With the release of The Art of Plant-Based Cheesemaking: How to Craft Real, Cultured, Non-Dairy Cheese by chef Karen McAthy, I thought I’d give actual cheesemaking a go. Food writers should know how to make what they’re writing about, right? (Though I have made vegan cheeses before, they’ve all been simple, 20-minute recipes using pretty standard ingredients.)
The important thing to note about McAthy’s cheeses is that the process is legit cheesemaking; most of the recipes utilize plant-based rennet (traditionally made from an animal’s stomach lining) and/or non-dairy kefir (a fermented milk beverage). Obviously, both are specialty products which require ordering online. In addition, her cheeses (except for the fresher varieties) need to be aged. I was up for the challenge.

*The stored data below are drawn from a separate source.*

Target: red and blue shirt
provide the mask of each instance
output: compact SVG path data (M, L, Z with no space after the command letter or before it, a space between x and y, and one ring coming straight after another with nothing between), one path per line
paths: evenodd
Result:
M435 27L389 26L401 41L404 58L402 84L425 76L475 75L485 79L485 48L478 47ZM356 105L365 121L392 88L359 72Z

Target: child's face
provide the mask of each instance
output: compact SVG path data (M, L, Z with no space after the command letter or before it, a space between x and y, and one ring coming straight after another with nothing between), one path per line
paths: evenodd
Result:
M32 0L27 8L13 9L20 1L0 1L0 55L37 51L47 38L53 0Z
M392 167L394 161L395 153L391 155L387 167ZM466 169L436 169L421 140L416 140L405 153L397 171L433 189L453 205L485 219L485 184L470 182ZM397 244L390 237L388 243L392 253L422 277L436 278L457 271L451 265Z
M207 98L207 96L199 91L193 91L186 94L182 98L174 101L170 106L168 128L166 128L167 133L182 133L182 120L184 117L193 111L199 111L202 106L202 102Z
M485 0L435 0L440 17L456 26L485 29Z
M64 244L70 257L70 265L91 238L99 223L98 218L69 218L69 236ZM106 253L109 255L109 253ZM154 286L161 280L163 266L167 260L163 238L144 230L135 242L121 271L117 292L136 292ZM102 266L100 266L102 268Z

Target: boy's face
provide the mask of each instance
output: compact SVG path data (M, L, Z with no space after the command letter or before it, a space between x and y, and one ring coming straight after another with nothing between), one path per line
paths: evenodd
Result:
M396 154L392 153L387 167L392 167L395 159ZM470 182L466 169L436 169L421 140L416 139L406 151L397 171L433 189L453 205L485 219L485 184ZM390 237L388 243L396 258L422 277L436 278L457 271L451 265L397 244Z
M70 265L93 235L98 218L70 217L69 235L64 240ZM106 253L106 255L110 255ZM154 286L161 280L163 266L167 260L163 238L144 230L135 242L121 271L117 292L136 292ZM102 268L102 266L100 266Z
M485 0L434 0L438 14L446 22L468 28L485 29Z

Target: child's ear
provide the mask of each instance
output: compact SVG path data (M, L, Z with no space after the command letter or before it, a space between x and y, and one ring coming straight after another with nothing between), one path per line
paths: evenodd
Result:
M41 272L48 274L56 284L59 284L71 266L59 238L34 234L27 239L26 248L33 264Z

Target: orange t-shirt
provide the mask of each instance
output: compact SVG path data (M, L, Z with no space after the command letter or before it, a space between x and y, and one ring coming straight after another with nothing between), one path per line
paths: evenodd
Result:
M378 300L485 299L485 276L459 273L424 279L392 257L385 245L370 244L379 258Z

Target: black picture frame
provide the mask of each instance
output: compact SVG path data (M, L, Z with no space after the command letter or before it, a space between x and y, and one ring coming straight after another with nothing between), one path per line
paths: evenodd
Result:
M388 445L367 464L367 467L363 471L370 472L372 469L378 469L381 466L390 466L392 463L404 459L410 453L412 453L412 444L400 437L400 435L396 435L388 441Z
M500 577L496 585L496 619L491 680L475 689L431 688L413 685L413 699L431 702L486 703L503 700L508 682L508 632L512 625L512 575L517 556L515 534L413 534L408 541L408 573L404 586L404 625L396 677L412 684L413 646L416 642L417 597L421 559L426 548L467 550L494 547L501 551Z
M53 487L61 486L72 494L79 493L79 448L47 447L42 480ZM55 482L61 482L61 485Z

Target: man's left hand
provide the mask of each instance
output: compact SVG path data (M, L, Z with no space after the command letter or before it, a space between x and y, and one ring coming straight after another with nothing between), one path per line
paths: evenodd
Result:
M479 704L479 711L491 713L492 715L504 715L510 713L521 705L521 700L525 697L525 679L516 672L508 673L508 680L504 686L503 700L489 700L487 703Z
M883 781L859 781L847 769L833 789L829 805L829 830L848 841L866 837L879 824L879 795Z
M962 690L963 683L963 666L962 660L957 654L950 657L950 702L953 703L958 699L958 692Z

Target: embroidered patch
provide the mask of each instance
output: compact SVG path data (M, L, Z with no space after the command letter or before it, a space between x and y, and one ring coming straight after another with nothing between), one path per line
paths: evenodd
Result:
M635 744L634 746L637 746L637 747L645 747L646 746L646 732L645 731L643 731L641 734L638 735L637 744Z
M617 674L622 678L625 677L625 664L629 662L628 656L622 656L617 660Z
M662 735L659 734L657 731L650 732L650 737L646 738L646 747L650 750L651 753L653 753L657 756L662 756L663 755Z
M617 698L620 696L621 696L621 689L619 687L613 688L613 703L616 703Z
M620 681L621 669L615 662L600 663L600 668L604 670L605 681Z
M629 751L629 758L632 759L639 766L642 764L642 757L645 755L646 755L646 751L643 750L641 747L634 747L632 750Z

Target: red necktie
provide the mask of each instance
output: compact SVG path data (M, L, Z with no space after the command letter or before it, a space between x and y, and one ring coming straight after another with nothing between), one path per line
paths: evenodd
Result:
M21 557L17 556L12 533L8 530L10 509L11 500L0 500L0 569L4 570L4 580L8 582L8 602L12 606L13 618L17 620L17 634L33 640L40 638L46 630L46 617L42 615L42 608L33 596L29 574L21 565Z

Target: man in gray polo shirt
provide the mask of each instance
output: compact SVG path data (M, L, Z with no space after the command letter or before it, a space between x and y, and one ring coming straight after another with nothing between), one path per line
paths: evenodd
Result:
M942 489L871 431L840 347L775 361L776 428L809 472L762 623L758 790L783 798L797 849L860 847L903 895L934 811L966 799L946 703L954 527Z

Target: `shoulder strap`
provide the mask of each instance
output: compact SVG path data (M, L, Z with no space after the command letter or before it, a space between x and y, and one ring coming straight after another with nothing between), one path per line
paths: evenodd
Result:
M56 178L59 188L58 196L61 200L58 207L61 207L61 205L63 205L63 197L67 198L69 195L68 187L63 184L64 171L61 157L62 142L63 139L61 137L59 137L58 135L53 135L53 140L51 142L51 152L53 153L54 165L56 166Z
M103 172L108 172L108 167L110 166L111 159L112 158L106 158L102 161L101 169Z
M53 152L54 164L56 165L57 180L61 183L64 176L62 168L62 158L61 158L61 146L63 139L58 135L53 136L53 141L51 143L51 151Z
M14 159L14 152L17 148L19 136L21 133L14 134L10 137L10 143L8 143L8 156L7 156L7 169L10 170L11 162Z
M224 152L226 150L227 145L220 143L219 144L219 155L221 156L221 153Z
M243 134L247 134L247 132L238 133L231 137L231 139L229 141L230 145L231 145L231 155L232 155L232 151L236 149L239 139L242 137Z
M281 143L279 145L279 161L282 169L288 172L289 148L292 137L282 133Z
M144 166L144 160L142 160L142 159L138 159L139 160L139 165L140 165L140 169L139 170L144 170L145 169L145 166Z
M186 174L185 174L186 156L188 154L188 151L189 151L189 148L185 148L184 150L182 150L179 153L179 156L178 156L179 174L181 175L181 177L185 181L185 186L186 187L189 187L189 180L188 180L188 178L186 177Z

In addition to a play-by-play for each individual cheese, the book also has lengthy descriptors on the process of cheesemaking in general. After reading, the home chef will have a thorough understanding of how cheeses come into this world — plant-based or otherwise.
As far as choosing a cheese, I opted to make the coconut kefir and macadamia garlic and herb.
After ordering the specialty ingredients in the mail (kefir, cheesecloth, raw macadamias), I kicked off with the first step: sanitizing. As with traditional cheesemaking, McAthy’s recommends sanitizing (meaning, washing and then using a sanitizing liquid) the entire kitchen area, all utensils, and hands. For someone who’s an average housekeeper (at best) — this seemed ambitious. Did I cut corners? Perhaps, though for safety’s sake, McAthy wouldn’t want you to. I did my best.
From there, the kefir process began. Kefir is a fermented beverage traditionally made with cow’s milk. The company Cultures for Health, however, offers a non-dairy kefir that can be made using coconut milk (or coconut water, or juice).
McAthy’s book includes detailed instructions on how best to make the kefir; basically, you pour the kefir granules into a container of full-fat coconut milk (or coconut water or juice, though McAthy recommends the coconut milk) and let it sit for a half a day or so.